The unions have total control of the legislature and the Governors office. That is not enough. They are forcing decent people to choose between honest work or paying bribes to be allowed to work—and that is not enough. Now they want to stop all but the unions from being allowed to provide initiatives for the ballot.
It is a simple process. Mandate that non paid volunteers must collect 20% of the signatures. But, if a union is involved, they can pay the workers—no volunteers needed. This is the height of union/government corruption. If passed, California would be the most corrupt government in the area—Cuba would be it rival for corruption.
“And while AB 857 makes life more difficult for paid circulators, it makes things much easier for unions. Signatures collected by members of unions would count toward the 20 percent mandate, even if they are solicited via direct mail. The bill also repeals a requirement under existing law that circulators must be registered, or qualified, to vote in California, leaving the door open for unions to bus in circulators from other states.”

Unions seek to rig initiative process — again
By U-T San Diego Editorial Board, 7/9/13
State labor unions are once again trying to twist California’s century-old initiative process to work in their favor by going after paid signature collectors.

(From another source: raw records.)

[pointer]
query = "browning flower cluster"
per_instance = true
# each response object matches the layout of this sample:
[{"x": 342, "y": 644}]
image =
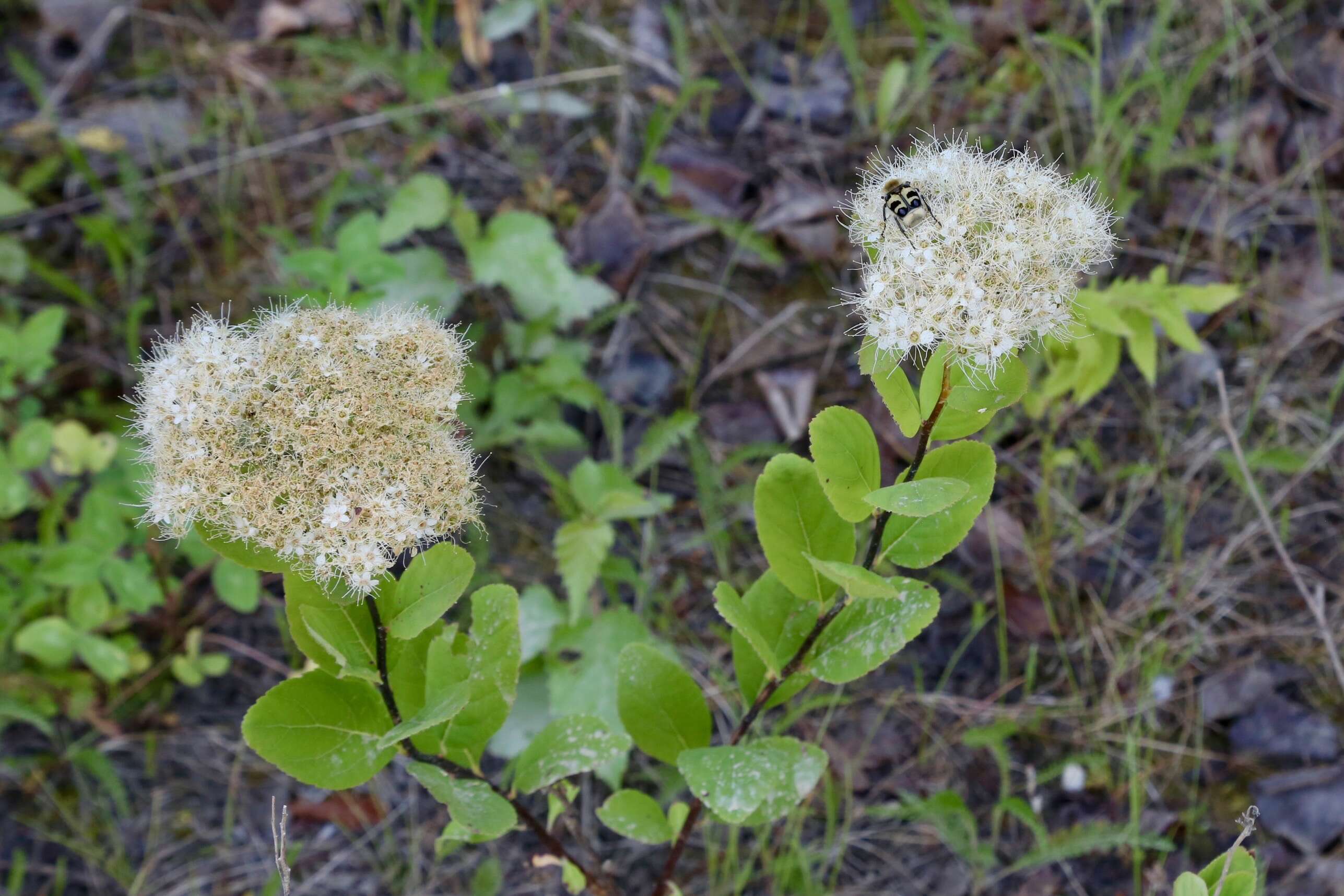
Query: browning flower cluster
[
  {"x": 998, "y": 266},
  {"x": 324, "y": 434}
]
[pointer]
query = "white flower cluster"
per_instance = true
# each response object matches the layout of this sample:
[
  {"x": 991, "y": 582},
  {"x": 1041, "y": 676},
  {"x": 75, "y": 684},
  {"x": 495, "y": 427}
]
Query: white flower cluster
[
  {"x": 324, "y": 434},
  {"x": 996, "y": 264}
]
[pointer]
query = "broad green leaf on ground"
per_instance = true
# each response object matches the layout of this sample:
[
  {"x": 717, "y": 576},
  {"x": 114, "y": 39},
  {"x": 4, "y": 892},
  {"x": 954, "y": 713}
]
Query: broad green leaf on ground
[
  {"x": 661, "y": 704},
  {"x": 580, "y": 548},
  {"x": 49, "y": 640},
  {"x": 519, "y": 252},
  {"x": 105, "y": 658},
  {"x": 430, "y": 586},
  {"x": 855, "y": 581},
  {"x": 235, "y": 585},
  {"x": 739, "y": 617},
  {"x": 242, "y": 552},
  {"x": 471, "y": 804},
  {"x": 918, "y": 542},
  {"x": 795, "y": 517},
  {"x": 421, "y": 203},
  {"x": 636, "y": 817},
  {"x": 320, "y": 730},
  {"x": 333, "y": 633},
  {"x": 446, "y": 704},
  {"x": 844, "y": 452},
  {"x": 973, "y": 397},
  {"x": 490, "y": 662},
  {"x": 867, "y": 633},
  {"x": 760, "y": 781},
  {"x": 921, "y": 498},
  {"x": 662, "y": 437},
  {"x": 784, "y": 620},
  {"x": 566, "y": 747}
]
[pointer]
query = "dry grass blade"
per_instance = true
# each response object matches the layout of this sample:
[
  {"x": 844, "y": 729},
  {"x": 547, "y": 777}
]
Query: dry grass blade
[{"x": 1315, "y": 599}]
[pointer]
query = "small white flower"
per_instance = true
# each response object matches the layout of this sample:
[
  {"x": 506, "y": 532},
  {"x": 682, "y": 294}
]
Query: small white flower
[{"x": 1073, "y": 778}]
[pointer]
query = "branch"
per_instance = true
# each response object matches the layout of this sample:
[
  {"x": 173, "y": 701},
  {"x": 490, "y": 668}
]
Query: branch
[
  {"x": 597, "y": 885},
  {"x": 797, "y": 660}
]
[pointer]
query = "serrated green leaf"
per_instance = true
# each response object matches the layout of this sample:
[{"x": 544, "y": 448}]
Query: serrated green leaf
[
  {"x": 471, "y": 804},
  {"x": 49, "y": 640},
  {"x": 784, "y": 620},
  {"x": 446, "y": 704},
  {"x": 795, "y": 517},
  {"x": 867, "y": 633},
  {"x": 844, "y": 452},
  {"x": 662, "y": 707},
  {"x": 662, "y": 437},
  {"x": 893, "y": 386},
  {"x": 568, "y": 747},
  {"x": 430, "y": 586},
  {"x": 235, "y": 585},
  {"x": 921, "y": 498},
  {"x": 421, "y": 203},
  {"x": 918, "y": 542},
  {"x": 1190, "y": 885},
  {"x": 756, "y": 782},
  {"x": 636, "y": 817},
  {"x": 320, "y": 730},
  {"x": 855, "y": 581},
  {"x": 738, "y": 616}
]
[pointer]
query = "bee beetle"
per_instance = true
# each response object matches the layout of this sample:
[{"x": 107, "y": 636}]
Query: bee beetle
[{"x": 906, "y": 203}]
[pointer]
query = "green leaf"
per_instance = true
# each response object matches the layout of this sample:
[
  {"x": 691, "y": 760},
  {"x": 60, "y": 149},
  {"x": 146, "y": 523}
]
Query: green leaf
[
  {"x": 566, "y": 747},
  {"x": 737, "y": 615},
  {"x": 519, "y": 252},
  {"x": 471, "y": 804},
  {"x": 237, "y": 586},
  {"x": 784, "y": 621},
  {"x": 847, "y": 461},
  {"x": 867, "y": 633},
  {"x": 421, "y": 203},
  {"x": 921, "y": 498},
  {"x": 893, "y": 386},
  {"x": 795, "y": 517},
  {"x": 490, "y": 663},
  {"x": 320, "y": 730},
  {"x": 345, "y": 632},
  {"x": 580, "y": 548},
  {"x": 858, "y": 582},
  {"x": 242, "y": 552},
  {"x": 754, "y": 782},
  {"x": 446, "y": 704},
  {"x": 918, "y": 542},
  {"x": 104, "y": 658},
  {"x": 662, "y": 437},
  {"x": 430, "y": 586},
  {"x": 1242, "y": 863},
  {"x": 636, "y": 817},
  {"x": 661, "y": 704},
  {"x": 973, "y": 398},
  {"x": 1190, "y": 885},
  {"x": 31, "y": 444},
  {"x": 49, "y": 640}
]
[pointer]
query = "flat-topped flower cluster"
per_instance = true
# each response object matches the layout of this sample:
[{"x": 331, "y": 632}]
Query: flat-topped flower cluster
[
  {"x": 324, "y": 434},
  {"x": 994, "y": 269}
]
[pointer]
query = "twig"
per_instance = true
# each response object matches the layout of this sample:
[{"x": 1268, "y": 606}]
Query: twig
[
  {"x": 1315, "y": 601},
  {"x": 294, "y": 142},
  {"x": 806, "y": 648},
  {"x": 277, "y": 839},
  {"x": 1247, "y": 821},
  {"x": 598, "y": 885}
]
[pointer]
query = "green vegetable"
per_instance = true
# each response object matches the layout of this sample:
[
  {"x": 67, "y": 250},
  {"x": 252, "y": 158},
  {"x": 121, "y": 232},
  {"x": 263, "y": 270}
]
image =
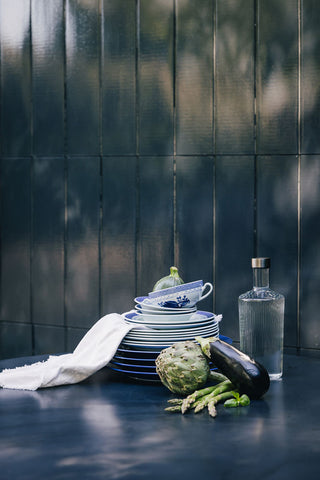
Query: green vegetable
[
  {"x": 182, "y": 367},
  {"x": 213, "y": 402},
  {"x": 220, "y": 388},
  {"x": 247, "y": 375},
  {"x": 238, "y": 401},
  {"x": 169, "y": 281},
  {"x": 232, "y": 402}
]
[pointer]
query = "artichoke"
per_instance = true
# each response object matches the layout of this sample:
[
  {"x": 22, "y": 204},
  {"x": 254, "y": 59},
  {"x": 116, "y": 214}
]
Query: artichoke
[
  {"x": 169, "y": 281},
  {"x": 183, "y": 368}
]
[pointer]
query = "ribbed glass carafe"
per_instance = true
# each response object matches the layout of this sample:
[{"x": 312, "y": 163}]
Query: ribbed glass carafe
[{"x": 261, "y": 320}]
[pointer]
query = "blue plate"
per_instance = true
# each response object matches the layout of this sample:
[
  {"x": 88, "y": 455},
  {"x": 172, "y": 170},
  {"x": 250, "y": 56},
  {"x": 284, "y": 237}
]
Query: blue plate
[{"x": 140, "y": 364}]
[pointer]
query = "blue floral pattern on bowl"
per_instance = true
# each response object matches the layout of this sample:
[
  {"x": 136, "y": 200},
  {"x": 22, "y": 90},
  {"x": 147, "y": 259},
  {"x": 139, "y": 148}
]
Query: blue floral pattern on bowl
[
  {"x": 187, "y": 294},
  {"x": 180, "y": 302}
]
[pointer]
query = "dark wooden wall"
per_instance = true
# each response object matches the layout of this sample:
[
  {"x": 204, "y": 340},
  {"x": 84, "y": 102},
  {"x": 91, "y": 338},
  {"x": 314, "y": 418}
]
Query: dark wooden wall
[{"x": 138, "y": 134}]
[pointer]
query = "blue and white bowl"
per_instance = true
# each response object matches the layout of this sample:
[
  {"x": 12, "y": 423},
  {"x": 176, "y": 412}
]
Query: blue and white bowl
[{"x": 181, "y": 296}]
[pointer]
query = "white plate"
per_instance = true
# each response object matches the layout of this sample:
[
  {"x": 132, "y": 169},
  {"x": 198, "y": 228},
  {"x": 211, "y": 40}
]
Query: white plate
[
  {"x": 200, "y": 317},
  {"x": 146, "y": 302},
  {"x": 158, "y": 343},
  {"x": 162, "y": 317},
  {"x": 171, "y": 333}
]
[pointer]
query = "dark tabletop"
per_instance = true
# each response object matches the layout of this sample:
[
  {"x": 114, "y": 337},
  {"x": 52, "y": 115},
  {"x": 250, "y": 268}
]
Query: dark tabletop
[{"x": 110, "y": 427}]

They’re backing AB 857, which would require at least 20 percent of signatures needed to qualify an initiative for the state ballot to be collected by unpaid individuals. Professional petition firms must register with the secretary of state and comply with all sorts of new regulations, while their petitions must be of a different color and carry a disclaimer.
The bill — which sailed through the Assembly and on July 2 was approved by the Senate Committee on Elections and Constitutional Amendments, which sent it on to the Committee on Appropriations for an Aug. 12 hearing – is a pretend reform. Assemblyman Paul Fong, D-Cupertino, the bill’s author, maintains that because of paid petition circulations, the state’s initiative process — born in 1911, when California amended its constitution to allow voters to directly pass laws — “has become one of the favorite tools of well-financed special interest groups.”
Don’t be deceived. The state’s biggest “special interest groups” are the powerful public employee unions, which routinely rally their own troops on behalf of legislation they like. As a result, they don’t need to rely as heavily on paid signature collectors as other, smaller organizations trying to place a measure before voters. And while AB 857 makes life more difficult for paid circulators, it makes things much easier for unions. Signatures collected by members of unions would count toward the 20 percent mandate, even if they are solicited via direct mail. The bill also repeals a requirement under existing law that circulators must be registered, or qualified, to vote in California, leaving the door open for unions to bus in circulators from other states.
David Wolf, legislative director with the Howard Jarvis Taxpayers Association (HJTA), said in an email that unions “recognize, in a two-thirds legislative supermajority world, that the initiative process represents the last ‘check’ on their power [and] will do anything to water down [its] influence.” He calls the 20 percent threshold “a big deal” and said for the HJTA, ”having to collect roughly 250,000 grass roots signatures … [would] be incredibly difficult.”
The bill’s co-sponsors are the California Labor Federation and the California Professional Firefighters — while the list of supporters includes the California Teamsters Public Affairs Council; the International Longshore & Warehouse Union; and the California School Employees Association, AFL-CIO.
This isn’t the first time big labor has tried to mess with paid petition circulators. Unions have run radio ads warning that signing petitions can lead to identity theft and fraud. Two years ago, Gov. Jerry Brown vetoed Senate Bill 168, which would have made it illegal to pay people to circulate petitions or even offer them an incentive based on the number of signatures they gather.